Sejarah

Para Bintang dari Madrasah Mu’allimin Muhammadiyah Yogyakarta

×

Para Bintang dari Madrasah Mu’allimin Muhammadiyah Yogyakarta

Sebarkan artikel ini
Madrasah Mu’allimin Muhammadiyah Yogyakarta (Istimewa)

Para bintang nasional lahir dari Madrasah Mu’allimin Muhammadiyah Yogyakarta. Sekilas performa dan teladan tokoh-tokohnya

Oleh M. Anwar Djaelani, penulis buku Menulislah, Engkau Akan Dikenang dan sebelas judul lainnya

Tagar.co – Madrasah Mu’allimin Muhammadiyah Yogyakarta (selanjutnya disebut Mu’allimin), termasuk bersejarah dan berprestasi. Misalnya, Ahmad Dahlan yang mendirikannya. Lalu, banyak ”orang-orang besar” yang terkait langsung dengannya. Juga, sebagai lembaga pendidikan posisinya secara organisasi secara langsung di bawah Pimpinan Pusat Muhammadiyah.

Mu’allimin bersejarah dan berprestasi, setidaknya karena: Pertama, didirikan oleh K.H.Ahmad Dahlan pada 1918. Sebelumnya, pada 18 November 1912, Ahmad Dahlan mendirikan Muhammadiyah di Yogyakarta.

Sang Pahlawan

Kedua, Mu’allimin pernah dipimpin oleh orang-orang terkemuka. Di antaranya, K.H.Mas Mansur (1896–1946) menjadi Direktur Mu’allimin pada saat menjabat Ketua Umum Pimpinan Pusat Muhammadiyah pada 1938.

Di negeri ini, pada masa pergerakan kemerdekaan, ada Empat Serangkai. Mereka adalah Sukarno, Hatta, Ki Hajar Dewantara, dan K.H.Mas Mansur. Lalu, karena jasa-jasanya, K.H. Mas Mansur ditetapkan sebagai Pahlawan Nasional.
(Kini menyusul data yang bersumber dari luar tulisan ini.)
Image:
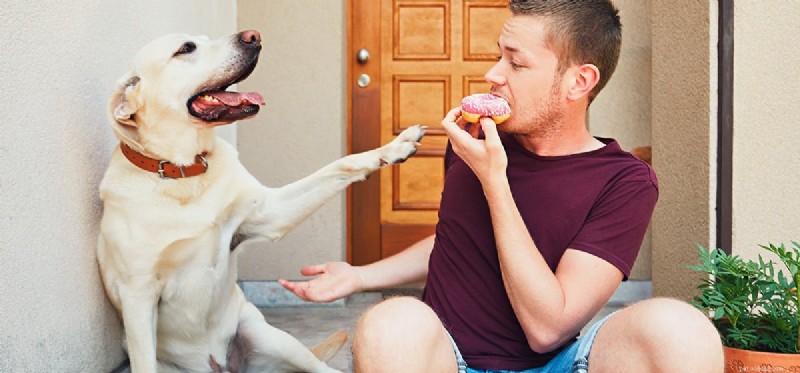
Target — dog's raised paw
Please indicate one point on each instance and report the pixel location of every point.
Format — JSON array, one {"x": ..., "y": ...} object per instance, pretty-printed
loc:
[{"x": 403, "y": 146}]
Mantan Direktur Mu’allimin yang lain adalah Prof. Abdul Kahar Muzakkir (1907-1973). Sejak mahasiswa di Universitas Cairo, bersama sahabat-sahabatnya, telah berjuang untuk Indonesia merdeka. Selanjutnya, Abdul Kahar Muzakkir menjadi anggota Badan Penyelidik Usaha-usaha Persiapan Kemerdekaan Indonesia (BPUPKI).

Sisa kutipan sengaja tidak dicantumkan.